The first country is South Africa, also the first African country to host Mr Gay World, which debuted in 2009 in Canada.

The bill of rights adopted after apartheid ended in South Africa in 1994 explicitly bans discrimination on grounds of sexual orientation. Same-sex couples can marry and adopt children in South Africa.

Teboha Maitse, acting chair of South Africa's Commission for Gender Equality, said she fought white racist rule alongside openly gay comrades, and that experience made her and others aware of the need to enact legal protections for gays. But she said when she travels farther north, "people say, 'You South Africans, you don't behave like Africans'."

Maitse, whose government-appointed commission regularly speaks out in support of gay and lesbian rights, acknowledged in an interview that even in South Africa gays, lesbians and others who don't fit a traditional definition of the sexual norm do face discrimination and worse.

Of particular concern in recent years have been attacks on lesbians sometimes called "corrective rapes".

Maitse said gay men often suffer in silence, sometimes committing suicide to escape taunts.
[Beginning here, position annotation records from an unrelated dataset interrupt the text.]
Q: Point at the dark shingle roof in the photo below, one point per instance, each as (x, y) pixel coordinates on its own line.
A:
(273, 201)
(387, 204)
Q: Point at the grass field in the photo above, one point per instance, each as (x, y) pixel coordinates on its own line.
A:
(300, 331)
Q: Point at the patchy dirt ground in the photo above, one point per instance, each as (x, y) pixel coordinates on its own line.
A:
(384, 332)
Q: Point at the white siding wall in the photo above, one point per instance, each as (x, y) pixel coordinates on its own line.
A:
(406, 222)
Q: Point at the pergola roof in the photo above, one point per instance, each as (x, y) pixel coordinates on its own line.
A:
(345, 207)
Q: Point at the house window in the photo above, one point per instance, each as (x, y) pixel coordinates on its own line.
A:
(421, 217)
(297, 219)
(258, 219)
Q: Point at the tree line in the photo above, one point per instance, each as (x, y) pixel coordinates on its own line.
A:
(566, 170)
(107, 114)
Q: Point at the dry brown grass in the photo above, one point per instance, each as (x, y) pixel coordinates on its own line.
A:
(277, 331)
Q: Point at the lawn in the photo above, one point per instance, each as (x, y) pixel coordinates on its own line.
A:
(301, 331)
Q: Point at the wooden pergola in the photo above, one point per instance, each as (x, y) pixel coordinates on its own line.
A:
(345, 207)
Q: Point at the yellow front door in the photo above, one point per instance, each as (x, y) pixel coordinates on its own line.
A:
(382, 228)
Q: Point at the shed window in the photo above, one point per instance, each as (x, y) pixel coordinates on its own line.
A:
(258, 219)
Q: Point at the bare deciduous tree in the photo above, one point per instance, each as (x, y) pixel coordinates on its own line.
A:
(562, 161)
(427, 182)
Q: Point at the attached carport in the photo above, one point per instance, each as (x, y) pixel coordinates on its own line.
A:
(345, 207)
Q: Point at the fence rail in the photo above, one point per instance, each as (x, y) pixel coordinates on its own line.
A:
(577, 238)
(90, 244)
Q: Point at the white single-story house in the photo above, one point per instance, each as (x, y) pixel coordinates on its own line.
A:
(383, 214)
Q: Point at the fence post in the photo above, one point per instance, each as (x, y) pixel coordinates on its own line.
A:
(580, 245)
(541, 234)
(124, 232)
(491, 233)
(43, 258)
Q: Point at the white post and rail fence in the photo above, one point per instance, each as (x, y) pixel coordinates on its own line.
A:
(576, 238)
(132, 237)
She said poor, black gays and lesbians are particularly vulnerable because the communities in which they live are conservative.

South Africa's Mr Gay World contestant, Lance Weyer, is white.

Weyer, a psychologist, said gays like him have the education and money to fight back when their rights are violated. That makes it all the more important, he said, for successful gays and lesbians to speak out, both to be role models for others and to shake up conservative attitudes.

Not just African

The problem isn't just African. The Chinese contestant was unable to come to Johannesburg because of anti-gay pressure there, organisers said. Representation was thin from Asia, Eastern Europe and the Middle East - all regions where gay rights are under threat.

In the United States, projects like It Gets Better reach out to young homosexual to help them cope with harassment, a reminder that even in the West, gays are vulnerable.

The American Mr Gay World contestant, Kevin Scott Power, is an elementary school teacher who said even young children experience anti-gay bullying.

Power said he was not nervous at coming to Africa, despite its homophobic reputation.

"We're all representing the people that don't have the power to stand up," he told reporters in Johannesburg.

Coenie Kukkuk, Africa's director for Mr Gay World said the contest produces a spokesman and role model for gays, particularly in Africa. Previous winners of the contest have gone to schools and universities to speak out about human rights. Prizes include $25 000 in travel vouchers to enable the winner to spread his message around the world.

Kukkuk said he has struggled to get more black South African and other African contestants. M. Namibia's story helps illustrate why that has been difficult, but also gives reason for hope.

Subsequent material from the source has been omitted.